It is late and you’re craving food. Regular fried chicken just won’t do. However, Kentucky Fried Chicken is a different story. So you go to a local KFC and ask the person behind the counter what you should get. A few minutes later, you sit down with your crispy chicken hamburger and feast. You may be wondering why you are at KFC and eating a hamburger. While that is strange, the weirdest part is that the employee working the counter was a facial recognition robot. It decided what you liked by scanning your face. Welcome to the next generation of fast food in China.
Baidu, the Chinese equivalent of Google, recently announced the new restaurant concept in Beijing. Partnering with KFC, the internet company’s kiosk conducts a quick facial scan of the customer. The “smart restaurant” considers your age, weight, gender and mood. Based on a complex algorithm, it quickly determines what the customer would like to eat. For instance, the kiosk recommends the aforementioned crispy chicken hamburger and chicken wings to a 20-year-old male. On the other hand, a 50-year-old female receives a meal recommendation of soybean milk and porridge. Yum.

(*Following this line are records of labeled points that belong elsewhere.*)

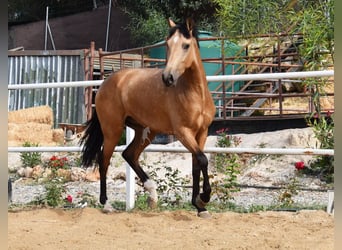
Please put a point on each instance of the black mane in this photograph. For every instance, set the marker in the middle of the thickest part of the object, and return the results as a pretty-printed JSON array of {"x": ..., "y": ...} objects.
[{"x": 182, "y": 27}]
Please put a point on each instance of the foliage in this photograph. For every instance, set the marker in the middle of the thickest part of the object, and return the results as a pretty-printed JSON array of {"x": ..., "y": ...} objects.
[
  {"x": 226, "y": 164},
  {"x": 148, "y": 19},
  {"x": 286, "y": 197},
  {"x": 323, "y": 165},
  {"x": 241, "y": 17},
  {"x": 54, "y": 193},
  {"x": 56, "y": 162},
  {"x": 172, "y": 187},
  {"x": 30, "y": 159}
]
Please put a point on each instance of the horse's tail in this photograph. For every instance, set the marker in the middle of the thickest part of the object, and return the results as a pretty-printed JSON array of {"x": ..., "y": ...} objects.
[{"x": 92, "y": 141}]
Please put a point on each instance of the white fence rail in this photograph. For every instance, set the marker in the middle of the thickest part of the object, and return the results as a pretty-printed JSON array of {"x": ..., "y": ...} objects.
[
  {"x": 247, "y": 77},
  {"x": 170, "y": 149},
  {"x": 161, "y": 148}
]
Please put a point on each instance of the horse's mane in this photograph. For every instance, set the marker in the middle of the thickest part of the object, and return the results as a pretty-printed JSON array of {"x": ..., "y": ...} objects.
[{"x": 184, "y": 31}]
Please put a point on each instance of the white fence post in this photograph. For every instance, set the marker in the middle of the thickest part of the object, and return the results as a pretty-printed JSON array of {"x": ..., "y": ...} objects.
[{"x": 130, "y": 175}]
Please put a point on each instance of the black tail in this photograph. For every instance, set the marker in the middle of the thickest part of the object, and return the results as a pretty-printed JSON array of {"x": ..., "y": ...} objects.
[{"x": 92, "y": 141}]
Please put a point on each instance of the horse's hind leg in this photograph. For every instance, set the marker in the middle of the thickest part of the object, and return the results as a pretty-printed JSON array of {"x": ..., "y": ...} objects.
[
  {"x": 110, "y": 141},
  {"x": 195, "y": 144},
  {"x": 131, "y": 154}
]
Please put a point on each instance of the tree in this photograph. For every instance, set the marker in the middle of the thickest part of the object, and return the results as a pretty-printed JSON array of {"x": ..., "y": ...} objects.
[{"x": 148, "y": 18}]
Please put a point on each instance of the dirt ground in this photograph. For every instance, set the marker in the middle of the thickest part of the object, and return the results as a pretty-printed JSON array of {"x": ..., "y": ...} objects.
[{"x": 89, "y": 228}]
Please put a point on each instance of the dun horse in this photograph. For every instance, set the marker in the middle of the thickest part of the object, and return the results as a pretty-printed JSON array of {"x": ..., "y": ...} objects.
[{"x": 174, "y": 100}]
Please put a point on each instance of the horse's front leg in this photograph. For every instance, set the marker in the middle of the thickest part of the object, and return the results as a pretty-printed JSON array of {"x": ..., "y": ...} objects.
[
  {"x": 104, "y": 161},
  {"x": 200, "y": 200}
]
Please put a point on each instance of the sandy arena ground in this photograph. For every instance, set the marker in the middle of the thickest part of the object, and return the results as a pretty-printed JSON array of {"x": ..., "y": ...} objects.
[{"x": 89, "y": 228}]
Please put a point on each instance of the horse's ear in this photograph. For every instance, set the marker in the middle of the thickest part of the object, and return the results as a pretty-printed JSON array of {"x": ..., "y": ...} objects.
[
  {"x": 171, "y": 23},
  {"x": 190, "y": 24}
]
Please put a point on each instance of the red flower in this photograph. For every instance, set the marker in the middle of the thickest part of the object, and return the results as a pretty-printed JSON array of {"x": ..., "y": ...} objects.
[
  {"x": 69, "y": 198},
  {"x": 299, "y": 165},
  {"x": 53, "y": 158}
]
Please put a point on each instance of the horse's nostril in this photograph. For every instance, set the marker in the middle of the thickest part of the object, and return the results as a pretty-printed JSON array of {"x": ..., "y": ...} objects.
[{"x": 168, "y": 79}]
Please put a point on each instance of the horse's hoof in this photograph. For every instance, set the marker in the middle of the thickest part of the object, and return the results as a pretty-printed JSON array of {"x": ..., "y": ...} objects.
[
  {"x": 204, "y": 215},
  {"x": 200, "y": 203},
  {"x": 103, "y": 200},
  {"x": 151, "y": 203},
  {"x": 107, "y": 209}
]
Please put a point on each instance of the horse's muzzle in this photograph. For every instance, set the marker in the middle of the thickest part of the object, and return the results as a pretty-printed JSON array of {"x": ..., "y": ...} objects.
[{"x": 167, "y": 79}]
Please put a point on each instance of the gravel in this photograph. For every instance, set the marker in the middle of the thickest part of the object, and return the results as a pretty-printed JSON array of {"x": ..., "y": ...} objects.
[{"x": 271, "y": 171}]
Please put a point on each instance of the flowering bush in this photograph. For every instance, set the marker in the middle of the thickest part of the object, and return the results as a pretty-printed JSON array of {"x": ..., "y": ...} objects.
[
  {"x": 56, "y": 162},
  {"x": 228, "y": 164},
  {"x": 323, "y": 127},
  {"x": 69, "y": 198},
  {"x": 299, "y": 165}
]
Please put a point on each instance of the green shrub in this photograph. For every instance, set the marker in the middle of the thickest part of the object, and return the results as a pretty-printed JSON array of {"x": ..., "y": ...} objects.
[{"x": 30, "y": 159}]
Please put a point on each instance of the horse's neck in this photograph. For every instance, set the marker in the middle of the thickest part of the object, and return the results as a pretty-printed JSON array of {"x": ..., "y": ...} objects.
[{"x": 196, "y": 79}]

Based on these recommendations, the system still requires some fine-tuning. There are certainly 50-year-old women who want fried chicken. This is not the first time something like that has been tried. A Japanese firm offers a similar facial recognition technology for dispensing drinks from a vending machines. However, unlike in Japan, the smart kiosks at KFC can recognize repeat customers. When a repeat customer orders, the algorithm pulls up all the customer’s previous orders. That’s great in theory, but in reality people don’t want KFC storing their personal facial map in some greasy database.
It remains to be seen how successful facial recognition proves in the fast food industry. Nevertheless, this is not the first pairing between Baidu and KFC. Last year, the companies opened an Original+ restaurant in Shanghai. The restaurant, located in the National Exhibition and Convention Center, lets customers place orders via Baidu’s Duer robots.